This is quite an embarrassing revelation, but I believe that it is time to come clean.
I have only just discovered the difference between a Monstera and a Philodendron.
Shocking, I know.
For almost two years now I have been babbling on about amazing mid-century modern style and plants that are iconic to this style. One of these plants that I have frequently mentioned is Monstera deliciosa or Fruit Salad Plant. They look great with their large glossy green leaves and their sprawling form that create an amazing feature to a mid-century courtyard.
Monstera this, Monstera that.
Until my lovely wife Amy finally pointed out that a plant I was drooling over was actually something different!
So what is a Monstera?
Monstera deliciosa is also known as the ‘Split-leaf Philodendron’ or even the ‘Swiss Cheese Plant’. These common names are a great pointer towards identifying this great plant. The leaves do in fact have holes in them!

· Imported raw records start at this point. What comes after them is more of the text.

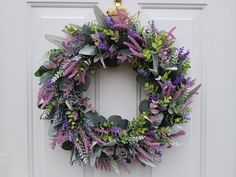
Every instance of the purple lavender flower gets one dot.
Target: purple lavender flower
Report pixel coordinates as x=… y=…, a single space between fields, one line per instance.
x=183 y=55
x=101 y=35
x=144 y=73
x=102 y=46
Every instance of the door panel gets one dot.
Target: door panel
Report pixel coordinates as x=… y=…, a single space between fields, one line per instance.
x=202 y=26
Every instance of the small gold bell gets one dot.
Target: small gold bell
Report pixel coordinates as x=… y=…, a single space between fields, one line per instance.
x=112 y=11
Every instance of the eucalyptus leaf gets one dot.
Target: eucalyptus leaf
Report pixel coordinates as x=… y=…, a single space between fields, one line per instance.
x=89 y=50
x=109 y=143
x=102 y=119
x=86 y=30
x=154 y=72
x=159 y=119
x=58 y=41
x=67 y=145
x=144 y=106
x=145 y=161
x=92 y=117
x=118 y=121
x=100 y=16
x=155 y=64
x=141 y=80
x=193 y=91
x=52 y=131
x=115 y=118
x=125 y=52
x=41 y=71
x=172 y=68
x=84 y=86
x=45 y=77
x=92 y=160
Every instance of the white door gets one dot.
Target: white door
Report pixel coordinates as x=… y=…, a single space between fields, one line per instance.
x=206 y=27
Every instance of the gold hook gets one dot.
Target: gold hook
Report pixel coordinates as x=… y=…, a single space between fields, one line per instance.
x=118 y=3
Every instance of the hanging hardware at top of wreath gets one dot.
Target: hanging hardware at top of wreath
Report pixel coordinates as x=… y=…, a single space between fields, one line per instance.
x=112 y=11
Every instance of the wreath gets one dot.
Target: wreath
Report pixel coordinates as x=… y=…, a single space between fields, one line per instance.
x=114 y=142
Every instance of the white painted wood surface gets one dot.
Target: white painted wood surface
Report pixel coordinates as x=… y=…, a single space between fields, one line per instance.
x=207 y=28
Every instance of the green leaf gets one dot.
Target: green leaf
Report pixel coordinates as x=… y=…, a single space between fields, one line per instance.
x=45 y=77
x=89 y=50
x=193 y=91
x=52 y=131
x=118 y=121
x=84 y=86
x=144 y=106
x=100 y=16
x=115 y=118
x=40 y=71
x=141 y=80
x=102 y=119
x=124 y=52
x=58 y=41
x=67 y=145
x=86 y=30
x=93 y=117
x=145 y=161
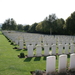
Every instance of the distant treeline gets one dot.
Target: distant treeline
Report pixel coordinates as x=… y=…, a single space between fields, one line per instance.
x=50 y=25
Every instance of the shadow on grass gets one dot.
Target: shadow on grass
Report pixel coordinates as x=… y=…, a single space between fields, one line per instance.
x=28 y=59
x=44 y=58
x=25 y=50
x=0 y=33
x=37 y=58
x=18 y=49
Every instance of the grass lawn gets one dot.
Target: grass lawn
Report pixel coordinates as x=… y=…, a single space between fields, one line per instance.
x=11 y=64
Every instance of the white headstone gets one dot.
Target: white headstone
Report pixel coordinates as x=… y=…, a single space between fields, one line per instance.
x=72 y=61
x=20 y=44
x=46 y=50
x=60 y=49
x=38 y=50
x=54 y=49
x=62 y=63
x=66 y=49
x=72 y=48
x=30 y=50
x=50 y=64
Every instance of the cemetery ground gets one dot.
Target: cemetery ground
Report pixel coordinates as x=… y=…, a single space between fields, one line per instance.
x=11 y=64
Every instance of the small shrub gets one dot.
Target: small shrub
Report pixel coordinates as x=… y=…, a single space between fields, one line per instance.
x=22 y=55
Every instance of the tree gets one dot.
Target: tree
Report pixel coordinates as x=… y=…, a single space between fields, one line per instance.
x=13 y=24
x=9 y=24
x=26 y=27
x=70 y=24
x=33 y=27
x=20 y=27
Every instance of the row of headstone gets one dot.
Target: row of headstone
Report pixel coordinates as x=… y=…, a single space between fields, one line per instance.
x=62 y=63
x=27 y=37
x=50 y=52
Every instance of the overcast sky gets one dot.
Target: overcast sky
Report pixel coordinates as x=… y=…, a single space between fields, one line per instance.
x=31 y=11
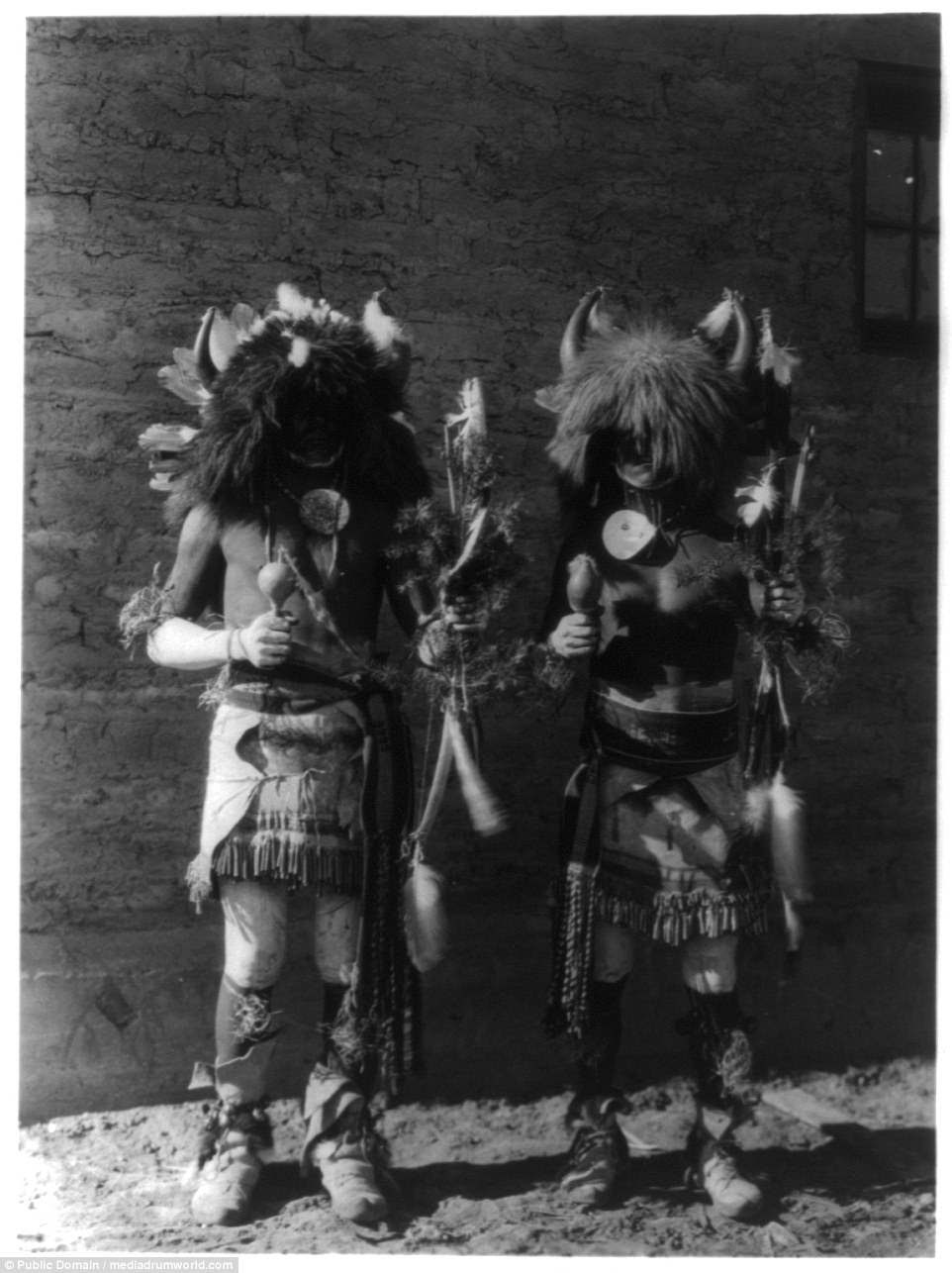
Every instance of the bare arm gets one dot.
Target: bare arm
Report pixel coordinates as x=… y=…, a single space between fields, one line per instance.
x=192 y=587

So what is this other plant that I have been mistakenly calling a Monstera?
The other plant is Philodendron bipinnatifidum or ‘Tree Philodendron’. While the large glossy green leaves are very similar to the Monstera, they do not have any holes but long deep lobes.
So why does this matter?
I guess it doesn’t, as both species are fantastic focal plants for your Australian mid-century garden. Monstera are more of a climbing rambling plant, while Philodendron is an upright shrub.
Both are from warmer climates so they do need a bit of protection from extremes of weather in Melbourne, but otherwise there is no reason why you can’t give them a go in your MCM garden!
And while I won’t be handing back my LA qualifications just yet, at least now I won’t make such a fool of myself with false identification!